The Pacific Islands are grappling with the effects of disasters and climate change, which have the potential to make entire countries inhospitable, posing significant development challenges.
Small Pacific Islands countries have limited natural resources, are far from major markets, and are vulnerable to external shocks. They are highly exposed to tropical cyclones, earthquakes, volcanic eruptions, and tsunamis, which can result in disasters affecting their entire economic, human, and physical environment.
Insurance is not a substitute for aid, but it can help by smoothing out payments in the aftermath of a disaster.
Since 1950, storm and earthquake damage has cost the Pacific Islands more than $3 billion.

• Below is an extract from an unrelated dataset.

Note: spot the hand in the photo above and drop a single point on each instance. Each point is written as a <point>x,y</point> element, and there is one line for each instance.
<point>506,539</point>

A tsunami that hit Samoa in September 2009 generated damage and losses in excess of $120 million, or 22% of the country’s gross domestic product; a tropical cyclone striking the country four years later caused damage and losses in excess of $200 million, or 28% of GDP. The worst disasters, such as the two tropical cyclones that hit Vanuatu in 1985, resulted in losses greatly exceeding the value of the country’s entire GDP.
It is important to ask, then, whether the Pacific Islands can be insured to cope with disasters? We address this in a new paper by answering five key questions:
Can they pay?
Given the high incidence of disasters, it is unlikely that the Pacific Islands can afford to pay the premiums associated with insurance contracts. Private insurers are likely to be conservative, and with good reason, so insurance will be costly. Many islands are also dependent on foreign aid. Insurance to cover disaster risk therefore will likely need to be subsidised for a significant period, to offset costs and to build trust. By carefully designing contracts, it may be possible to link premiums to investments in resilient infrastructure.
For the near term, insurance premiums can be funded by many countries (a “donor pool”) or by international organizations. However, it is also important that countries being insured have some stake in the program – for example, by paying a small share of the insurance premium, thereby demonstrating some commitment to the scheme while also building administrative capacity. Over time, this share can increase, particularly as infrastructure becomes more resilient and premiums become lower.
Is the model good enough?
In the aftermath of a disaster, insurance payouts may differ from the policyholder’s expectation. The possibility that such a difference might exist is known as basis risk. For the Pacific Islands, this is a very important type of risk, one that is often not emphasised enough. One way to reduce basis risk is to increase the number of measurement stations that record wind speed and water levels, to minimise the difference between estimated and actual loss. Another is to evaluate various formulae to better capture the range of vulnerabilities. For the Pacific Islands, better satellite coverage of the islands will help, along with arrangements to share data. Currently, data are often not available for outer-lying islands.
Do they trust?
There is often a lack of understanding about risk and insurance. There is also general distrust of insurance, as a result of mismanagement or lack of payouts, or of differences in expected versus actual payouts. These problems can be addressed by using better insurance models, building administrative capacity, and providing information about the costs and benefits of insurance.
Can risk be reduced?
Inadequate development and enforcement of land-use planning regulations and lack of building codes are significant problems. The Pacific Islands sometimes lack up-to-date asset registers, which leads to undervaluation of assets. Identifying public properties and maintaining a central register of buildings is necessary for insurance schemes to work.
Is there a market for reinsurers?
Capacity within the reinsurance market is limited, which limits the amount of risk that insurers will accept. Insurers and reinsurers cannot afford to operate in the region unless there is a sufficient enabling environment that works to reduce risk.
Currently, donors meet the costs of disasters in the form of aid. This has advantages in that money goes where it’s needed and disbursements can be supervised. But it also incurs costs – mostly in the form of delays and uncertainty in disbursing money. Insurance is not a substitute for aid, but it can help by smoothing out payments in the aftermath of a disaster. A well-designed insurance scheme may be able to incentivise countries to undertake investments in resilience, by linking premiums to the degree of preparedness. Investments in data and in data sharing arrangements will also go a long way towards maximising the returns to insurance.
A regional body such as the Pacific Islands Forum can keep track of insurance schemes and encourage all actors to minimise duplication and administrative costs. If public funds are being used to subsidise private insurers or their clients, all parties must be transparent about costs and benefits. Governments must promote competition among private providers to maximise value for their citizens and help reassure them that concrete steps are being taken to preserve their homelands.